Berkaitan dengan usia tua ini, Pengkhotbah 12:1 juga mengingatkan kita agar  senantiasa mengingat Tuhan. “Ingatlah akan Penciptamu pada masa mudamu, sebelum tiba hari-hari yang malang dan mendekat tahun-tahun yang kau katakan: “Tak ada kesenangan bagiku di dalamnya!” 

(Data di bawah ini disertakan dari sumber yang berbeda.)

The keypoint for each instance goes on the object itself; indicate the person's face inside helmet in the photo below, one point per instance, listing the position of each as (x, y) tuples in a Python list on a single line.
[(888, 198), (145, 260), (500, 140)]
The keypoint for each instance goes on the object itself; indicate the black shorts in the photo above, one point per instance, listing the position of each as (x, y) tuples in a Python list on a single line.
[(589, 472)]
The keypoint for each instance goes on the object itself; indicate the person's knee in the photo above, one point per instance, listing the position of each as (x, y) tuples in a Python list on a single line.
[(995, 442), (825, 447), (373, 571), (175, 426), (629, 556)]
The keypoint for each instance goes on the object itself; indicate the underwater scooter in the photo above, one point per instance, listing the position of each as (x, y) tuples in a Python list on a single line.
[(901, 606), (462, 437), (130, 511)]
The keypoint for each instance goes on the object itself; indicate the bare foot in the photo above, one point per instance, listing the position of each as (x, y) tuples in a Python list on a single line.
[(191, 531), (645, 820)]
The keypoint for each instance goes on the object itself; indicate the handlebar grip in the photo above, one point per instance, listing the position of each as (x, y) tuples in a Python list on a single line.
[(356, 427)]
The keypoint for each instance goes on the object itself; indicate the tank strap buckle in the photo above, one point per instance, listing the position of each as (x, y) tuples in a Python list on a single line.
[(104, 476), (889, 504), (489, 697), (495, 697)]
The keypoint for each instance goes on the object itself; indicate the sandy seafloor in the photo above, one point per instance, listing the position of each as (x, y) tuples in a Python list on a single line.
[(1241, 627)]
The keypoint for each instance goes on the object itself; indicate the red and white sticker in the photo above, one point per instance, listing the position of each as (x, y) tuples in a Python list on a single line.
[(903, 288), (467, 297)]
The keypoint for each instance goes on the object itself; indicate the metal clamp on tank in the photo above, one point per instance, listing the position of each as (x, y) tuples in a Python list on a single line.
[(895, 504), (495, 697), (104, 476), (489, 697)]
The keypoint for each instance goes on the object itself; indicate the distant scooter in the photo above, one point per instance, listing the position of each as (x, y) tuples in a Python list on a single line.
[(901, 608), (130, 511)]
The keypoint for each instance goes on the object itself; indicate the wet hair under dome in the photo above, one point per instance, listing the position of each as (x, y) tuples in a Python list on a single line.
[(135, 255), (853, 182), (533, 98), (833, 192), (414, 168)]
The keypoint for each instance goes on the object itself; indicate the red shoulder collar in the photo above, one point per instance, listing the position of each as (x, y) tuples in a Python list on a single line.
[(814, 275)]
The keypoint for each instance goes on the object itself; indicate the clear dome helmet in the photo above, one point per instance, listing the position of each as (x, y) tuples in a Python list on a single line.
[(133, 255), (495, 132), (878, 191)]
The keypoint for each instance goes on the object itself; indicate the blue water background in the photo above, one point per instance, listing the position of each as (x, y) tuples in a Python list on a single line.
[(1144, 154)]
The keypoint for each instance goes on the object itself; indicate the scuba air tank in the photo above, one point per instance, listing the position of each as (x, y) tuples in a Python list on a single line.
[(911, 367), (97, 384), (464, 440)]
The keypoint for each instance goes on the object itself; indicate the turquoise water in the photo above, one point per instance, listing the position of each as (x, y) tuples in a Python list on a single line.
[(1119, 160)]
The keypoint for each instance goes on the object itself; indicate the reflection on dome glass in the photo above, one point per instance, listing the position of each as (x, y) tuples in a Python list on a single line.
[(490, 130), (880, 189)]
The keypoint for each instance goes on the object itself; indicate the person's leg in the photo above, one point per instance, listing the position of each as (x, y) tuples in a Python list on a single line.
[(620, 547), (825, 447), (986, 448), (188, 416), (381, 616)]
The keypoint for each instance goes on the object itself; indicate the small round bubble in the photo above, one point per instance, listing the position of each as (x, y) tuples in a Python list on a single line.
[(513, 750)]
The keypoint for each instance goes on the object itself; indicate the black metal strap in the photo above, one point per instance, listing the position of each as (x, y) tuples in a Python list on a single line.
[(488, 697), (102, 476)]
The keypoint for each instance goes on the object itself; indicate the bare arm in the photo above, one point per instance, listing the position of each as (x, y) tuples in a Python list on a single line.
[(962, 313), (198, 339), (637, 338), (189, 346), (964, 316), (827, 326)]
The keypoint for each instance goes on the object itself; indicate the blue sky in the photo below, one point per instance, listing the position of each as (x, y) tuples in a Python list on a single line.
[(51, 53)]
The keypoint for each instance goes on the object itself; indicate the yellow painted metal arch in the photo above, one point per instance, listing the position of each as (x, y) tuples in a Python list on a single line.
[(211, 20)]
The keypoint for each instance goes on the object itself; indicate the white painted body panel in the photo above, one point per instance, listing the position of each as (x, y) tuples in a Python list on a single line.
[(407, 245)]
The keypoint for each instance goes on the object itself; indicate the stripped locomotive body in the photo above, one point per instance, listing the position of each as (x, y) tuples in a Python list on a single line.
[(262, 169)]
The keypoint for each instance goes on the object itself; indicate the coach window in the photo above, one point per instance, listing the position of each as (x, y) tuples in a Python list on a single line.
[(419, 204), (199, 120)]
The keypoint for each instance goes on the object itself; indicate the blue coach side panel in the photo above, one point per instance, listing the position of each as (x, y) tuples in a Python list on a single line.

Adapun yang menjadi jenis-Jenis Penyakit yang berhubungan dengan fisik adalah:
1.      Buta
      Dalam Perjanjian Lama penyakit ini merupakan kutukan dari Allah (Ulangan 28:28-29) didalam perjanjian baru penyakit ini ditemukan dalam Markus 8:22-25, dimana Yesus menyembuhkan orang buta di daerah yang masih belum mengenal injil di Betsaida
2.      Penyakit Kulit (Lepra atau Kusta)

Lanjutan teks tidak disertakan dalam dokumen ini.